Sun Wukong later single-handedly defeats the Army of Heaven's 100,000 celestial warriors, all 28 constellations, four heavenly kings, and Nezha, and proves himself equal to the best of Heaven's generals, Erlang Shen. Eventually, through the teamwork of Taoist and Buddhist forces, including the efforts from some of the greatest deities, and then finally by the Bodhisattva of mercy, Guanyin, Sun Wukong is captured. After several failed attempts at execution, Sun Wukong is locked into Laozi's eight-way trigram Crucible to be distilled into an elixir (so that Laozi could regain his pills of longevity) by samadhi fires. After 49 days, however, when the cauldron is opened, Sun Wukong jumps out, having survived by hiding in a corner in which there was no fire and is now able to recognize evil with huǒyǎn-jīnjīng (火眼金睛) (lit. "golden-gaze fiery-eyes"), an eye condition that also gives him a weakness to smoke, and proceeds to destroy the crucible, following Heaven's remaining forces.

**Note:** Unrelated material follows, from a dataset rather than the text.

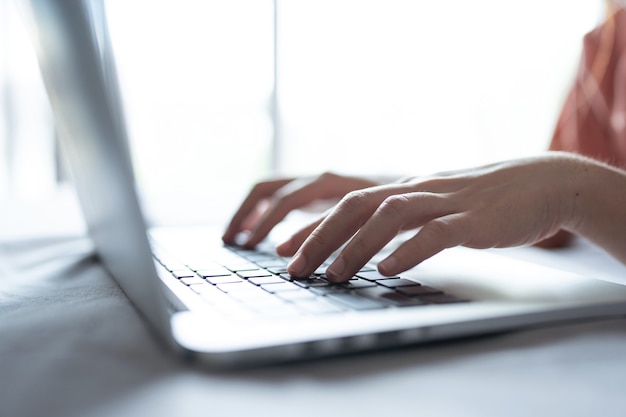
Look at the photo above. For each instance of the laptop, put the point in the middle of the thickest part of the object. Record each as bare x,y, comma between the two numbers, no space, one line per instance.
228,307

The Jade Emperor and the authorities of Heaven appeal to the Buddha, who arrives from his temple in the West. Buddha bets that Sun Wukong cannot escape from Buddha's palm. Sun Wukong smugly accepts the bet. He leaps and flies to the end of the world. Seeing nothing but five pillars, Wukong believes he has reached the ends of Heaven. To prove his trail, he marks the pillars with a phrase declaring himself the great sage equal to heaven (and in some versions, urinates on the pillar he signed on). He leaps back and lands in the Buddha's palm. He is surprised to find that the five "pillars" he found are in fact the fingers of the Buddha's hand. When Wukong tries to escape, the Buddha turns his hand into a mountain. Before Wukong can lift it off, the Buddha seals him there using a paper talisman bearing the mantra Om Mani Padme Hum in gold letters. Sun Wukong remains imprisoned for five hundred years.
Disciple to Tang Sanzang
Sun Wukong with Tang Sanzang
Sun Wukong fighting a wind demon
Five hundred years later, the Bodhisattva Guanyin searches for disciples to protect a pilgrim on a journey to the West to retrieve the Buddhist sutras. In hearing of this, Sun Wukong offers to serve the pilgrim, Tang Sanzang, a monk of the Tang dynasty, in exchange for his freedom after the pilgrimage is complete. Understanding that the monkey will be difficult to control, Guanyin gives Tang Sanzang a gift from the Buddha: a magical circlet which, once Sun Wukong is tricked into putting it on, can never be removed. When Tang Sanzang chants a certain sutra, the band will tighten and cause an unbearable headache. To be fair, Guanyin gives Sun Wukong three special hairs, to be used in dire emergencies. Under Tang Sanzang's supervision, Sun Wukong is allowed to journey to the West.
Throughout the epic novel Journey to the West, Sun Wukong faithfully helps Tang Sanzang on his journey to India. They are joined by "Pigsy" (猪八戒 Zhu Bajie) and "Sandy" (沙悟浄 Sha Wujing), both of whom accompany the priest in order to atone for their previous crimes. Tang Sanzang's safety is constantly under threat from demons and other supernatural beings, as well as bandits. It is believed that by eating Tang Sanzang's flesh, one will obtain immortality and great power. Sun Wukong often acts as his bodyguard to combat these threats. The group encounters a series of eighty-one tribulations before accomplishing their mission and returning safely to China. During the journey Sun WuKong learns about virtues and learns the teachings of Buddhism. There, Sun Wukong is granted Buddhahood, becoming the "Victorious Fighting Buddha" (Dòu-zhànshèng-fó (鬥戰勝佛)), for his service and strength.